Another thing you will need to do is to write down the different types of words and operators that make up your language. These words and operators are called lexemes and represent the tokens of your language. I represented these tokens in the grammar <like_this>, except for the parenthesis which represented themselves.
You will most likely want to describe your lexemes with a set of regular expressions. You should be familiar with these if you use grep, sed, awk, or perl. They are a way of describing what is known as a regular language which can be processed by something known as a Finite State Automaton. That is just a fancy way of saying that it is a program that can make a decision about changing state by considering only its current state and the next input (the next character of input). For example part of your lexical description might be:
[A-Z] variable-identifier
sqrt function-identifier
log function-identifier
[0-9]+ unsigned-literal
+ operator
- operator
There are also tools which can generate code for this. lex which is one of these is highly integrated with the parser generating program yacc, but since you are trying to learn you can also write your own tokenizer/lexical analysis code in C.
After you have done all of this (it will probably take you quite a while) you will need to have your parser build a tree to represent the expressions and grammar of the input.

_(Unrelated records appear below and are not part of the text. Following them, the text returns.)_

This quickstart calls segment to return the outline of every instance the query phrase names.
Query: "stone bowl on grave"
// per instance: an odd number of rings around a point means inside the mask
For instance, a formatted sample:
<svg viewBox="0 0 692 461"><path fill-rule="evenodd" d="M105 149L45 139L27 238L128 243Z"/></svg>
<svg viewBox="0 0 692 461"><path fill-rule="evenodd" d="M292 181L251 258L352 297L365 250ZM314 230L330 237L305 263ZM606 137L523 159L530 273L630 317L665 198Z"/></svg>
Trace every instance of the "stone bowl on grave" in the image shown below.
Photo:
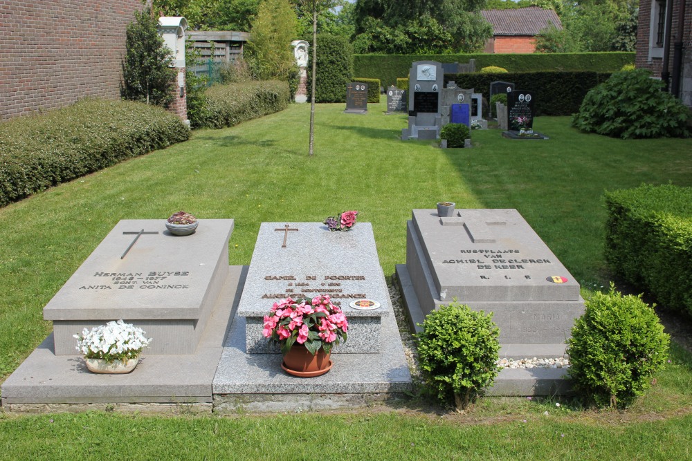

In the simple case of expression evaluation (like writing a simple command line calculator program) you could have your parser evaluate the formula as it processed the input, but for your case, as I understand it, you will need to make a tree (or Reverse Polish representation, but trees are easier in my opinion).
Then after you have read the values for the variables you can traverse the tree and calculate an actual number.
Possibly the easiest thing to do is use an embedded language like Lua or Python, for both of which the interpreter is written in C. Unfortunately, if you go the Lua route you'll have to convert the binary operations to function calls, in which case it's likely easier to use Python. So I'll go down that path.
If you just want to output the result to the console this is really easy and you won't even have to delve too deep in Python embedding. Since, then you only have to write a single line program in Python to output the value.
Here is the Python code you could use:
exec "import math;A=<vala>;B=<valb>;C=<valc>;D=<vald>;print <formula>".replace("^", "**").replace("log","math.log").replace("ln", "math.log").replace("sin","math.sin").replace("sqrt", "math.sqrt").replace("cos","math.cos")
Note the replaces are done in Python, since I'm quite sure it's easier to do this in Python and not C. Also note, that if you want to use xor('^') you'll have to remove .replace("^","**") and use ** for powering.
I don't know enough C to be able to tell you how to generate this string in C, but after you have, you can use the following program to run it:
#include <Python.h>
int main(int argc, char* argv[])
{
char* progstr = "...";
Py_Initialize();
PyRun_SimpleString(progstr);
Py_Finalize();
return 0;
}
You can look up more information about embedding Python in C here: Python Extension and Embedding Documentation
If you need to use the result of the calculation in your program there are ways to read this value from Python, but you'll have to read up on them yourself.
Also, you should review your posts to SO and other posts regarding Binary Trees. Implement this using a tree structure. Traverse as infix to evaluate. There have been some excellent answers to tree questions.
If you need to store this (for persistance as in a file), I suggest XML. Parsing XML should make you really appreciate how easy your assignment is.
Check out this post:
http://blog.barvinograd.com/2011/03/online-function-grapher-formula-parser-part-2/
It uses ANTLR library for parsing math expression, this one specifically uses JavaScript output but ANTLR has many outputs such as Java, Ruby, C++, C# and you should be able to use the grammar in the post for any output language.